Finally, it should be noted that recent authority holds that a retrial of the prior conviction allegation is barred under the principles of res judicata and law of the case. (People v. Mitchell (2000) 81 Cal.App.4th 132, 136.) Thus, this court should direct the trial court to resentence appellant under the determinate sentencing law.
CONCLUSION
For the reasons expressed in all of appellant’s pleadings, the judgment should be reversed in case number 000000. In the alternative, the true finding on the Penal Code section 12022.7 enhancement must be reversed and a new trial ordered.

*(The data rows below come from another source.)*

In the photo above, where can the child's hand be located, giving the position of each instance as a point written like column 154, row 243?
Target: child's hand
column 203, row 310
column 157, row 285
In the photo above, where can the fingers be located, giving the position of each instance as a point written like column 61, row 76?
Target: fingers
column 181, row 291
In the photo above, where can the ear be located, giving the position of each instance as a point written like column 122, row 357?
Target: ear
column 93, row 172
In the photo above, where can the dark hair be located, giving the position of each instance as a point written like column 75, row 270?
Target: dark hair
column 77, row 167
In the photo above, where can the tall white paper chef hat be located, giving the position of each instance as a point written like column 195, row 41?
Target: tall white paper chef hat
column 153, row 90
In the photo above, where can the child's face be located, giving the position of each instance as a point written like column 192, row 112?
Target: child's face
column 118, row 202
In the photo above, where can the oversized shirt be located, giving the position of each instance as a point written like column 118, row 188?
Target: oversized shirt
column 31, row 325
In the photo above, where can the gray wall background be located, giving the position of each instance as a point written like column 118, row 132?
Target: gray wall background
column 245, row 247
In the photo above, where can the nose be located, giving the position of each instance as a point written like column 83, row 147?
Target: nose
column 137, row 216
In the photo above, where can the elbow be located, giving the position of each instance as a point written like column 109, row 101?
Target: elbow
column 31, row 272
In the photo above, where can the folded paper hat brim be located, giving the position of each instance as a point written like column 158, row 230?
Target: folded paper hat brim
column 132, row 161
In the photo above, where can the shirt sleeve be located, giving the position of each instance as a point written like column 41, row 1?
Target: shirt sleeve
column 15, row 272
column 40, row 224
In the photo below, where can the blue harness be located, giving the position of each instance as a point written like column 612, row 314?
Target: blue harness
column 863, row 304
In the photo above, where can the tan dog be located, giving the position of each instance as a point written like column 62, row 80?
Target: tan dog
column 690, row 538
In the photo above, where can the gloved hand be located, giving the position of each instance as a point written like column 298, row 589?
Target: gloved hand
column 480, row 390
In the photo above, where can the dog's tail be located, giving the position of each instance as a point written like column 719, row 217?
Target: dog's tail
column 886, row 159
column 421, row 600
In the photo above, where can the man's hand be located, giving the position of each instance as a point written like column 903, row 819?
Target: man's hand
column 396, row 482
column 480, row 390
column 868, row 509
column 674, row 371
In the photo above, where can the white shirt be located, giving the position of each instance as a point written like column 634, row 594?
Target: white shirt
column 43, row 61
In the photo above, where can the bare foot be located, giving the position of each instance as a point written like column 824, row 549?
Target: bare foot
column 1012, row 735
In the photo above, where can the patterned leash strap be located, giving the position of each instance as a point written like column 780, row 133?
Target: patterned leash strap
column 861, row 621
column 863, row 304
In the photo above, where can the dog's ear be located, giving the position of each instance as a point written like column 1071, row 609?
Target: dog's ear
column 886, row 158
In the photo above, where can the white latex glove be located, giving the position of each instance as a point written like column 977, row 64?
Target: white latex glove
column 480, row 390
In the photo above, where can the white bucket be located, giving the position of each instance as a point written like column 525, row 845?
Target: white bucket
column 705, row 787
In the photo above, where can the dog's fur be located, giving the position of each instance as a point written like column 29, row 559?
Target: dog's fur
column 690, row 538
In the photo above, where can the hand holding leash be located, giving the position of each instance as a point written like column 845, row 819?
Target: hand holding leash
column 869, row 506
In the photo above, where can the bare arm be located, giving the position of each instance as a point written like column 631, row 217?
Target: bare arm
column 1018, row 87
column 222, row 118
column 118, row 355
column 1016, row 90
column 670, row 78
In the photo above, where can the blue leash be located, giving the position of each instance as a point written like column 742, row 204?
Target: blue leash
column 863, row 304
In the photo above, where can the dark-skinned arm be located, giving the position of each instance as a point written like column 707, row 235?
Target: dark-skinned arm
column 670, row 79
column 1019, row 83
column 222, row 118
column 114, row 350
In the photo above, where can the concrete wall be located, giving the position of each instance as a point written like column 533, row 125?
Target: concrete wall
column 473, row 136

At the very least, the true finding on the prior conviction from San FranciscoCounty case number 000000 must be reversed with directions that appellant be sentenced to a determinate term pursuant to Penal Code section 1170, et. seq.
Dated: July ___, 2000
Respectfully submitted,
DALLAS SACHER
Attorney for Appellant,
JOHN DOE
FOOTNOTES:
Footnote 1: The present California rule is that a defendant has no right to a jury trial with respect to the nature of a prior conviction. (People v. Kelii (1999) 21 Cal.4th 452, 454.) Obviously, Apprendi calls the validity of this holding into question. Moreover, it is possible that the California Supreme Court is itself reconsidering Kelii. (People v. Epps, S082110, rv. granted November 17, 1999; issues expanded to include the effect of the 1997 amendments to Penal Code section 1025 on a defendant’s right to a jury trial on prior convictions.)